Table 10-A shows the responses of the semi-structured interview for the Positive Affect, conducted with 11 instructors. The results revealed that the 84% of instructors said empathy should be considered as one of the feature as inclusive criteria when selecting officers. 76% officers said that selected candidates should have the attribute of warmth and consideration. 80% officers said assertiveness is very important feature where as 83% officers said emotional stability is a very important feature, which important for a cadet to succeed in his short and long-term endeavours.

Table 10-A: Interview Responses for Positive Affect

Table 10-B shows the responses of the semi-structured interview for the Negative Affect, conducted with 11 instructors. 84% instructors stated that emotional lability (impulsivity) was an attribute that should be taken very seriously while selecting a candidate. 81% instructors rated anxiety as one of the important negative affect variable affecting performance and 79% of instructors considered self consciousness and 80% instructors opined that emotional vulnerability should be taken very seriously as it is counterproductive for efficiency and performance.

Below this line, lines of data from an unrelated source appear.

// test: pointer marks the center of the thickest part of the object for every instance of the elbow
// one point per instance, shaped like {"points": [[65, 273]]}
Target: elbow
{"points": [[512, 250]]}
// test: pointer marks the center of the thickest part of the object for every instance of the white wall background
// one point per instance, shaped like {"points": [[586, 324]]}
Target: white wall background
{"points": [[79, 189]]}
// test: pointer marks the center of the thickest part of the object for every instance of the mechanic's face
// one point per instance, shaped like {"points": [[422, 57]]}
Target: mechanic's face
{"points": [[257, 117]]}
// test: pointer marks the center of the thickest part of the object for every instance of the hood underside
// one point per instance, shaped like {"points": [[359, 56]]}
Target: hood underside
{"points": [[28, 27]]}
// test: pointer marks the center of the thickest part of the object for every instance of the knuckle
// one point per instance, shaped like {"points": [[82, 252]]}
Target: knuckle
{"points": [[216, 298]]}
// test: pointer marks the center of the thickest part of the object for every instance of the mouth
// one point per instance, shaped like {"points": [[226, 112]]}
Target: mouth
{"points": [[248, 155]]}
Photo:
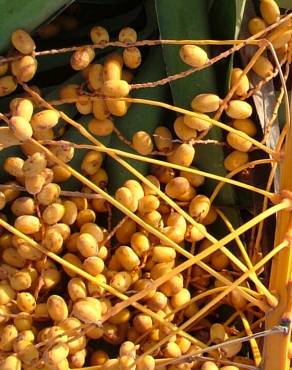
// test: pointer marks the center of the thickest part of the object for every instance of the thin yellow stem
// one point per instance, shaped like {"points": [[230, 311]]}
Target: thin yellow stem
{"points": [[253, 343], [231, 92], [221, 295], [276, 350], [239, 169], [259, 285], [137, 157], [125, 164], [211, 249], [173, 108], [92, 279], [139, 221], [256, 246]]}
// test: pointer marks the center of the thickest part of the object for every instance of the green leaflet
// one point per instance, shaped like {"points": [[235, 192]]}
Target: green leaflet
{"points": [[189, 20], [139, 117], [286, 4], [74, 136], [27, 14]]}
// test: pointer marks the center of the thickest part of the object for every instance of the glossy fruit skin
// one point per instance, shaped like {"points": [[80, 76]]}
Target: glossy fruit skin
{"points": [[193, 55]]}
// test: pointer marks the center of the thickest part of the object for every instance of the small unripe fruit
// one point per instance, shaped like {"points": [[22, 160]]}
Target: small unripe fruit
{"points": [[81, 58], [44, 119], [193, 55], [22, 41], [27, 224], [256, 25], [237, 142], [7, 85], [142, 142], [132, 57], [263, 67], [20, 128], [88, 310], [128, 34], [239, 109], [182, 155], [235, 159], [99, 35], [116, 88], [206, 103], [270, 11], [200, 123], [243, 86]]}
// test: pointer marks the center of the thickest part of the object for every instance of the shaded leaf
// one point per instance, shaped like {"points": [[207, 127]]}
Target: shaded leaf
{"points": [[25, 14], [140, 117]]}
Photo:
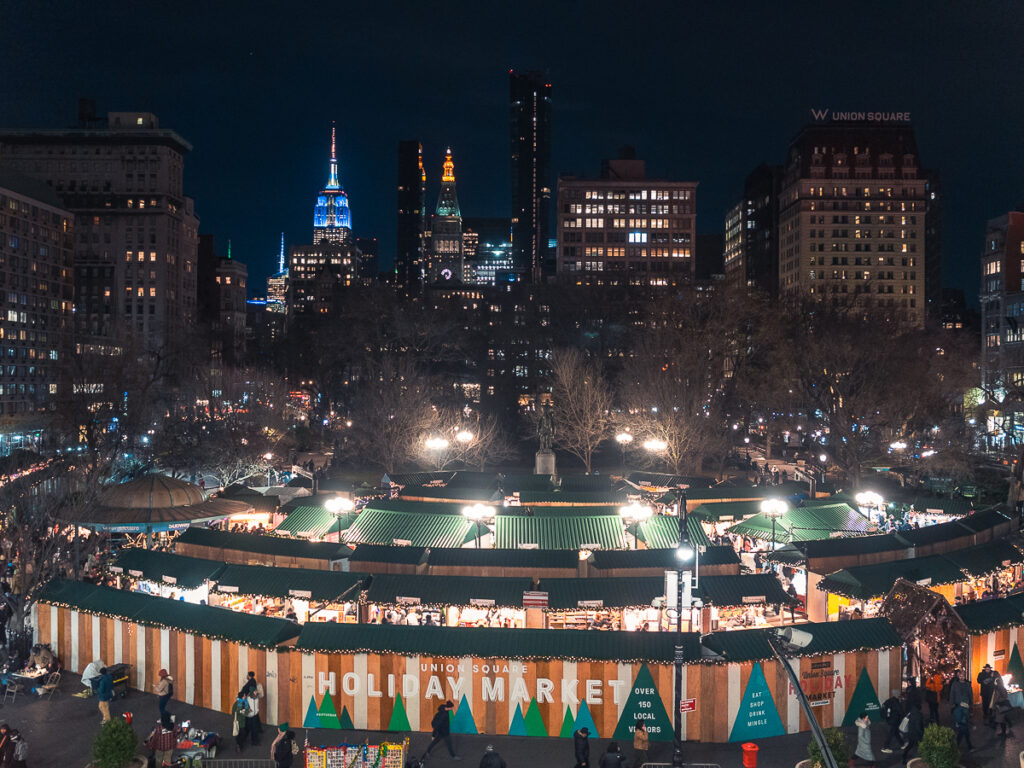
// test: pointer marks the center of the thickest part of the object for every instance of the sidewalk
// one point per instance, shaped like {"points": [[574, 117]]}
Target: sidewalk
{"points": [[60, 733]]}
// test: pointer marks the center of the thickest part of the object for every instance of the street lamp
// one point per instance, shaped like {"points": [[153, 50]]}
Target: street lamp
{"points": [[635, 513], [478, 513], [773, 508], [684, 551]]}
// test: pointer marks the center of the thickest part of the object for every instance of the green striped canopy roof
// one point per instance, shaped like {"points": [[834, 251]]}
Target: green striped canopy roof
{"points": [[375, 526], [576, 531]]}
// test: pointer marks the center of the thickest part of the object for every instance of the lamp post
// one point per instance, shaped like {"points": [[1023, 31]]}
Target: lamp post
{"points": [[773, 508], [635, 513], [477, 513], [684, 551], [624, 439], [437, 445]]}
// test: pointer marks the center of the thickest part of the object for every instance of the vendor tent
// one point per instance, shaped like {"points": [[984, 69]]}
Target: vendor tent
{"points": [[186, 572], [417, 529], [573, 532]]}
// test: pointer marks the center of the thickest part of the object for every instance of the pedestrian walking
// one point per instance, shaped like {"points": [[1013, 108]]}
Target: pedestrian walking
{"points": [[961, 692], [20, 750], [283, 750], [492, 759], [612, 758], [912, 729], [962, 724], [254, 694], [164, 688], [441, 730], [6, 745], [892, 713], [641, 742], [581, 747], [986, 679], [104, 693], [863, 750], [162, 740], [999, 707], [240, 716]]}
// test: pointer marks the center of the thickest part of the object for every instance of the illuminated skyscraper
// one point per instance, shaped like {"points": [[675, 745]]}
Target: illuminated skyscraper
{"points": [[332, 216], [276, 284], [412, 215], [445, 260], [529, 97]]}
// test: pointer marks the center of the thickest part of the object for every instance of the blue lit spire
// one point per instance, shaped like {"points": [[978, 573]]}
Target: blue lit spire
{"points": [[332, 216]]}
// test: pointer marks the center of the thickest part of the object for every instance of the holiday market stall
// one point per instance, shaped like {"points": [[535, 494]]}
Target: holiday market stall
{"points": [[504, 681], [164, 574]]}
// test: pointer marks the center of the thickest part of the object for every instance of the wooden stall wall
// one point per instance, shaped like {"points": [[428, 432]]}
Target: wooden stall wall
{"points": [[996, 648], [384, 691]]}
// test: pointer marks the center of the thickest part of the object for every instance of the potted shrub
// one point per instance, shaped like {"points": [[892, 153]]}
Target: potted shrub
{"points": [[837, 742], [938, 747], [115, 745]]}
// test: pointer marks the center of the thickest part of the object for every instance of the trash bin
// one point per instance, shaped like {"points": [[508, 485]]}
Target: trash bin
{"points": [[750, 755]]}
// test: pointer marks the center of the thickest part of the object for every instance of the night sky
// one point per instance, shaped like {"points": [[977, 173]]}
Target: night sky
{"points": [[705, 91]]}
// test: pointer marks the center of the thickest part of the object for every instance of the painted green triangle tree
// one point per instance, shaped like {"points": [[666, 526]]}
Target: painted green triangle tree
{"points": [[327, 715], [757, 717], [535, 721], [644, 704], [864, 698], [1015, 667], [463, 721]]}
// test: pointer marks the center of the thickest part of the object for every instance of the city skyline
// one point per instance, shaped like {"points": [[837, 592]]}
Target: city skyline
{"points": [[246, 98]]}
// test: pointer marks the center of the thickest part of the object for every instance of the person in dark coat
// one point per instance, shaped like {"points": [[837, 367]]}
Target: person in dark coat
{"points": [[914, 731], [986, 679], [961, 692], [441, 730], [492, 759], [581, 747], [612, 758], [892, 712]]}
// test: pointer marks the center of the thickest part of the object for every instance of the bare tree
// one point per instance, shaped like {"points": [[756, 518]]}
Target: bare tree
{"points": [[582, 404]]}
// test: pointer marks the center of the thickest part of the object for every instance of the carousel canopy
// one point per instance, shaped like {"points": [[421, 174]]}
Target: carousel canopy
{"points": [[218, 624], [155, 503], [186, 572], [481, 642], [576, 531]]}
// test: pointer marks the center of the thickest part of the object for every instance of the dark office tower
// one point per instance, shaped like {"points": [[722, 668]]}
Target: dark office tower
{"points": [[530, 123], [752, 232], [412, 207]]}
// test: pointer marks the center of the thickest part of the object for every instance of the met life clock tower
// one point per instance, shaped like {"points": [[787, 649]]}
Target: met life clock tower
{"points": [[444, 262]]}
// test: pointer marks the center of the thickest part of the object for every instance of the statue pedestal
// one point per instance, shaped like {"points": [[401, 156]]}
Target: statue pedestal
{"points": [[544, 463]]}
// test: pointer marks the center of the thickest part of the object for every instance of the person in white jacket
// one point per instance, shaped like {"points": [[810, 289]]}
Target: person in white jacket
{"points": [[90, 677]]}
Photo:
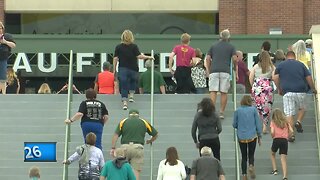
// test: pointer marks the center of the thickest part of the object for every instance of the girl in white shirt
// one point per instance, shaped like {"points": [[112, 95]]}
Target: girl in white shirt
{"points": [[171, 168]]}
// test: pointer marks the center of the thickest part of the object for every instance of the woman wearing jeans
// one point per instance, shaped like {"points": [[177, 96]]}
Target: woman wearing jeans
{"points": [[209, 127], [248, 124], [127, 54]]}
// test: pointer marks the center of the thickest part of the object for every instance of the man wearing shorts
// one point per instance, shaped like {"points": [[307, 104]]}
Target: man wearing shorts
{"points": [[291, 78], [218, 63], [133, 130]]}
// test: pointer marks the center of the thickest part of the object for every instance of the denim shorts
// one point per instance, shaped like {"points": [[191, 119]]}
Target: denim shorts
{"points": [[3, 70]]}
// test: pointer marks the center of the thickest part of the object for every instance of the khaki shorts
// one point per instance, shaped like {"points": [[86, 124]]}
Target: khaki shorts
{"points": [[291, 101], [135, 155], [219, 82]]}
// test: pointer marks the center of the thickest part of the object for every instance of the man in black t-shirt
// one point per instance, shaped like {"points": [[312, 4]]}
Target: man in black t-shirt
{"points": [[93, 114]]}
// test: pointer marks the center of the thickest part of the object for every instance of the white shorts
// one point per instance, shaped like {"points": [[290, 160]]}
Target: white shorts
{"points": [[291, 101], [219, 82]]}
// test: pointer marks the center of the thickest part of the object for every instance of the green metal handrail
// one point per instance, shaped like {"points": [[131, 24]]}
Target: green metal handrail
{"points": [[315, 100], [67, 133], [236, 144], [152, 114]]}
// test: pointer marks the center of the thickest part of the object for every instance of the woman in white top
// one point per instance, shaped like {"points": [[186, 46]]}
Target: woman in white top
{"points": [[171, 168], [90, 159]]}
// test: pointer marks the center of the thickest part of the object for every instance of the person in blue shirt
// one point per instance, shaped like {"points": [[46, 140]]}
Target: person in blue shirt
{"points": [[117, 169], [249, 127]]}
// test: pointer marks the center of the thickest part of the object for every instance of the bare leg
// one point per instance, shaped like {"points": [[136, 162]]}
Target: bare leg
{"points": [[224, 99], [290, 120], [3, 87], [137, 174], [284, 165], [273, 160], [300, 115], [213, 96]]}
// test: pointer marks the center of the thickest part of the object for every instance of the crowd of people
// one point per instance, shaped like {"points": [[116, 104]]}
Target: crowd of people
{"points": [[289, 73]]}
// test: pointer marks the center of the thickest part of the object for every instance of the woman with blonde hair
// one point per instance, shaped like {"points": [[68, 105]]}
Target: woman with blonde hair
{"points": [[280, 133], [248, 124], [261, 81], [184, 57], [302, 55], [279, 57], [13, 84], [44, 89], [171, 168], [127, 54], [6, 44]]}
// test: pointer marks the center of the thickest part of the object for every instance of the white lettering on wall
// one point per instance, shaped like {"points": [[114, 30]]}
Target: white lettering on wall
{"points": [[22, 62], [81, 62], [53, 62]]}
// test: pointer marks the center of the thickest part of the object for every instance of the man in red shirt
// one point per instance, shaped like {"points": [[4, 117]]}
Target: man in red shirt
{"points": [[105, 82]]}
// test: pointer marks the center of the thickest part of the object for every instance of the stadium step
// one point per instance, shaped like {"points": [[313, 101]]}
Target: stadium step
{"points": [[40, 118]]}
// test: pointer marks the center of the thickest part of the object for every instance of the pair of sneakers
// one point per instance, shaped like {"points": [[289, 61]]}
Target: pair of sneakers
{"points": [[275, 172]]}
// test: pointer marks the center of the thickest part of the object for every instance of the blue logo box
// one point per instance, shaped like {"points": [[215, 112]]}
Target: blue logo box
{"points": [[40, 152]]}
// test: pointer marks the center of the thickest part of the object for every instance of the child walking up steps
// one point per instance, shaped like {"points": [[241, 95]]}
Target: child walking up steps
{"points": [[280, 132]]}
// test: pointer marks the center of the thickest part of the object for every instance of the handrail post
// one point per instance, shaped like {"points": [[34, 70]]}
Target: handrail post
{"points": [[67, 133], [234, 96], [315, 100], [151, 113]]}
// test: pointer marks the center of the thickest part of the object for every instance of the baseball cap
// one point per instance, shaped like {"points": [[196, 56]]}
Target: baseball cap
{"points": [[106, 65], [308, 41], [133, 111]]}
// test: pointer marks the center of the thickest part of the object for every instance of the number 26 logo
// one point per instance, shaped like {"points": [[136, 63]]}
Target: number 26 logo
{"points": [[32, 152]]}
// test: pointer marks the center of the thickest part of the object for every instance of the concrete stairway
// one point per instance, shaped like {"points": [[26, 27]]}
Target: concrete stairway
{"points": [[26, 118]]}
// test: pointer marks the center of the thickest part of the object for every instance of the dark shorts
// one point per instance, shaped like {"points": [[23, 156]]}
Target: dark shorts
{"points": [[281, 144]]}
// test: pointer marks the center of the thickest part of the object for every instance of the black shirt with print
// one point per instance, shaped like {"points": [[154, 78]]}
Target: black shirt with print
{"points": [[93, 111]]}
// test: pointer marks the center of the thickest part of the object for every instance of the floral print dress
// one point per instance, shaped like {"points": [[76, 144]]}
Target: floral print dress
{"points": [[262, 94]]}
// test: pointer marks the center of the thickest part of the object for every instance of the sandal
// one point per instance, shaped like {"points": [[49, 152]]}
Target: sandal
{"points": [[292, 139], [274, 172]]}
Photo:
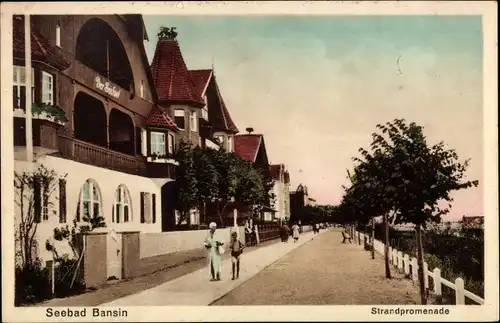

Table10-B: Interview Responses for Negative Affect


Military training is demanding and challenging, both physically and psychologically. The cadets are required to learn new complex skills, be disciplined and have high level of physical and psychological fitness. Though the existing selection system takes utmost care to profile the candidates for their psychological fitness so that they can withstand the rigors of training phase and become Armed Forces Officers, yet certain aspects of personality may remain hidden and surface later under stressful circumstances. Affective component of personality plays a crucial role in the way events are interpreted and attributions made. Neuroticism, the core of negative affect, is linked to mental health problems and anxiety. It influences the cognitive evaluation of events and memories. It has a profound effect on both psychological health and information processing. Cadets with high scores on neuroticism and trait anxiety need to be counselled accordingly so that this does not interfere in their performance. Gender too plays an important role and the same needs to be kept under consideration while addressing psychological issues. This was a preliminary study to examine the affective profile of cadets and gender differences, if any. Further longitudinal studies are required to be done with larger sample so that the effect of the study variable can be understood during post-training period as well.